As many people know, you NEVER know who is in the congregation so caution is necessary. I was more upset because I didn’t even tell some of my closest friends as yet or the majority of my family because I was still processing. I didn’t want the ones closest to me to feel as though I lacked honesty. I felt as though it was a very pretentious move on their part and could’ve caused discord between me and my father’s relationship. Aren’t we glad I know better!?
Some things just can’t be undone. At that point I wasn’t sure how I would tell people but I knew the fundraiser would be the most authentic way to me. It wasn’t necessarily a matter of “if”, but “when”. We’ve moved past all misunderstanding, thankfully.

I tell people that in order to survive being a pastor’s kid, you have to compartmentalize “church” into several boxes- theology, politics, culture, and spirituality. Pastor’s kids are among the best theologians and can debate anyone on just about anything at a moment’s notice. We make great politicians because we’ve learned to navigate the politics of church. Then there’s culture- the customs, rules, and traditions that have followed us our entire lives. Then of course there’s the spiritual side and each of us have our own unique journey. In your opinion, what’s the best thing about being a PK? What is the worse thing about it?

Eating at the Pastor’s table….just kidding. For me, I’m really happy when people take the time out to appreciate the many sacrifices my dad makes, as well as my mom. A lot of time away from family and important days go into all of this with barely a thank you, or any financial gain.
Hmmm…. the worse….I would say is boundaries. Some people do NOT have them. It can be upsetting to have to explain to adults that they’re out of line, and their place is not in our family circle. Only the people in it understand and we have to protect it at all costs.


Who are the people who have been your biggest source of inspiration and support?

As for inspiration, Tamia, the singer. She is my absolute favorite. I first learned about MS from her back in 2013. It’s just ironic that’s she’s been that inspirational before my diagnosis. For support, my family, my family, my family. They have come through in more ways than people know. There’s so many of us on both sides, so there’s a lot of love.

You’ve made the decision to try your hardest to live a normal and healthy life. What do you look forward to the most?

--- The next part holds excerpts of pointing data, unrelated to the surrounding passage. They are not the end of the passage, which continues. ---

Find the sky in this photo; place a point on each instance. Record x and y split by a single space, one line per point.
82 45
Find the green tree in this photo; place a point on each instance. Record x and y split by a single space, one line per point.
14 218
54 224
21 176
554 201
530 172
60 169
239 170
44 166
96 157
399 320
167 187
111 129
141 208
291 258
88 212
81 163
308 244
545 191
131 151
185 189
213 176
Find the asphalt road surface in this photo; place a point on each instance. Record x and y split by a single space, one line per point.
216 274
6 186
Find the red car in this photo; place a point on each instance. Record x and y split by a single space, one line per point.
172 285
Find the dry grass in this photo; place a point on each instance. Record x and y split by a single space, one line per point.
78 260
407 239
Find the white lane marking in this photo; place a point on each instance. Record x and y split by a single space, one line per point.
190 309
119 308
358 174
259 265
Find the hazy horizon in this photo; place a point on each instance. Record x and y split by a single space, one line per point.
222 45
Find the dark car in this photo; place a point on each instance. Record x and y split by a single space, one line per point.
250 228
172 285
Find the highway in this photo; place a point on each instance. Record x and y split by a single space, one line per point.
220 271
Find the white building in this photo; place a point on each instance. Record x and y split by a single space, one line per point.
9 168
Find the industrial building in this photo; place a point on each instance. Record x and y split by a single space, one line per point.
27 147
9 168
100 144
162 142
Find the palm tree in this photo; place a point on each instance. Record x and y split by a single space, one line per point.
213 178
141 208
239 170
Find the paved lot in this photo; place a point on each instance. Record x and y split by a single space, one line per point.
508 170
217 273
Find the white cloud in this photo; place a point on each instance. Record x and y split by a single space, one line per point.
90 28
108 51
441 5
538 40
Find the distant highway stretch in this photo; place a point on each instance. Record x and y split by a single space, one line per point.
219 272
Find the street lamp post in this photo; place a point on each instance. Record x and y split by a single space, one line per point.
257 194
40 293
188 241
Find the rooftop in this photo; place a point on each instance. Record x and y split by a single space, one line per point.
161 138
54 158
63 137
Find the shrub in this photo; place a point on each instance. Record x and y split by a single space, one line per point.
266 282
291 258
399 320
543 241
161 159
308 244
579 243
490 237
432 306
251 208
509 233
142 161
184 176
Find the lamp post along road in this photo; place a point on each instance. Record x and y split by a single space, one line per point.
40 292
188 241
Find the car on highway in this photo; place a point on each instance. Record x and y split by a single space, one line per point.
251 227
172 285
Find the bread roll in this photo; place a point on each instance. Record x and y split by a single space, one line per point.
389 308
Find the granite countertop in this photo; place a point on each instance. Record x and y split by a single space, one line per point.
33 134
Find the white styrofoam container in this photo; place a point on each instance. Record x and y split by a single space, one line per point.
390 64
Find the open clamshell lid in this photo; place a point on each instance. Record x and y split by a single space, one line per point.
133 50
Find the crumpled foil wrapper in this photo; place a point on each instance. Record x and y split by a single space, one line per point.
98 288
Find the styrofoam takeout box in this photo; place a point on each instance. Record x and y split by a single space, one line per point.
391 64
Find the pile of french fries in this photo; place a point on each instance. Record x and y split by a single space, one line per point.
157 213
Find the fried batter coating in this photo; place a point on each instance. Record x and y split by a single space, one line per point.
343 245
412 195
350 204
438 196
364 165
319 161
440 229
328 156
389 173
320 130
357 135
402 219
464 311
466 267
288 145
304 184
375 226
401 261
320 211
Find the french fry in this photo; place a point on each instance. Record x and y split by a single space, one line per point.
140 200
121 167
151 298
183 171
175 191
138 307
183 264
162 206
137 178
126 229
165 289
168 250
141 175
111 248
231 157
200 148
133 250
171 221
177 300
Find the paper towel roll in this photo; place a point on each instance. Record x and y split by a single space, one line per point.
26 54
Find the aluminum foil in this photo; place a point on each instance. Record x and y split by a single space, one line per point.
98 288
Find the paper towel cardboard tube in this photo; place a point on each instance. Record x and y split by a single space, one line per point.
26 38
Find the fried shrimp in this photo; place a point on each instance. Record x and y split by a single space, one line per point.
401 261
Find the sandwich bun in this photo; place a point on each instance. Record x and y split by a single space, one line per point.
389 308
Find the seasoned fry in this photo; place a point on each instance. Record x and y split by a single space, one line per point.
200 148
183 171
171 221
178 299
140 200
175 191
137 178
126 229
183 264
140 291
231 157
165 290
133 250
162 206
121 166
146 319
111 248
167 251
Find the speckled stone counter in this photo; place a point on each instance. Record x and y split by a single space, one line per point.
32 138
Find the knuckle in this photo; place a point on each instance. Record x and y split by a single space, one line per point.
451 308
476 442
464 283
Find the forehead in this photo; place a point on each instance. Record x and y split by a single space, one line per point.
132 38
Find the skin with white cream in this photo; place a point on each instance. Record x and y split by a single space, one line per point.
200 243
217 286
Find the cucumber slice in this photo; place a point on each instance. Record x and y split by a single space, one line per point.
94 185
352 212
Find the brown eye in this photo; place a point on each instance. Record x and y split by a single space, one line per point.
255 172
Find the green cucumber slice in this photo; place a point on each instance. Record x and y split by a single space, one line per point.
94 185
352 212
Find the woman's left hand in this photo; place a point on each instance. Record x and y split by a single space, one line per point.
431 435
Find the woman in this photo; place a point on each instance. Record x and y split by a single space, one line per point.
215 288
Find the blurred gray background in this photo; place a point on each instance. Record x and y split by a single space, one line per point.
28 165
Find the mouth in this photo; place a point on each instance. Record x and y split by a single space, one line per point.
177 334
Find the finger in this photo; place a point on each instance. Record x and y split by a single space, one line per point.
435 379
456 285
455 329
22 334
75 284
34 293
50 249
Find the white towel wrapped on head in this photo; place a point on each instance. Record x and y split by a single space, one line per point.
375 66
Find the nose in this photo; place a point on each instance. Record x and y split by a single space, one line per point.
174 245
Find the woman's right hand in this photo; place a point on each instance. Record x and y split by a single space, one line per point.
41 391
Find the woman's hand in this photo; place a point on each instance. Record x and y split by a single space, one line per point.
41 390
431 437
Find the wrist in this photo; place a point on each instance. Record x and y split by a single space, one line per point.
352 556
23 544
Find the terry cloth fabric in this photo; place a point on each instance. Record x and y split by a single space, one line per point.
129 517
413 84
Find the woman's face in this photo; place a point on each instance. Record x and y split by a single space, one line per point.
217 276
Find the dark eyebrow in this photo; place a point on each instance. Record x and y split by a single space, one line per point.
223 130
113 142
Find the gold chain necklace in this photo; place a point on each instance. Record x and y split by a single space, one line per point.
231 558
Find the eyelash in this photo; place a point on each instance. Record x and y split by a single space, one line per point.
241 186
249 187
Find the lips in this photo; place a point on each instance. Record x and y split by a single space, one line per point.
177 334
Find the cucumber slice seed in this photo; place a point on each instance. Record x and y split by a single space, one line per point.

I look forward to definitely reaching more of my potential health wise. Definitely finding a career that can make this world a better place to live. I love kids and have such a desire to be a mom. Being a wife would be cool too…lol

What would you tell someone who knows absolutely nothing about MS?

MS has so many faces, so many colors and many appearances of courageous men and women who have made up their minds to fight for a better quality of life. A lot of us aren’t covered by insurance and are mainly supported through fundraisers and donations for expenses and research. They say there’s no cure, I believe that’s going to change sooner than later, and I’m going to see it.

Dennika and I talked for quite a bit- you just might be hearing more from us in the future. I shared my stories of navigating pierced ears around Adventists. She told me about the church member who said she’d get better if she became vegan…because of course vegans have all the answers. But before anyone pulls out an Ellen White quote, Dennika was sure to clarify, “I’m definitely open to an overall healthier lifestyle, I like to be balanced.”

We also both admitted that there have been times when we’ve tried to convince our fathers to get OUT of pastoral ministry…we may or may not still be trying. If you can, please support Dennika’s campaign. Here’s the link!

And in case you were wondering, eating at the pastor’s table is EASILY top five best things about being a pastor’s kid.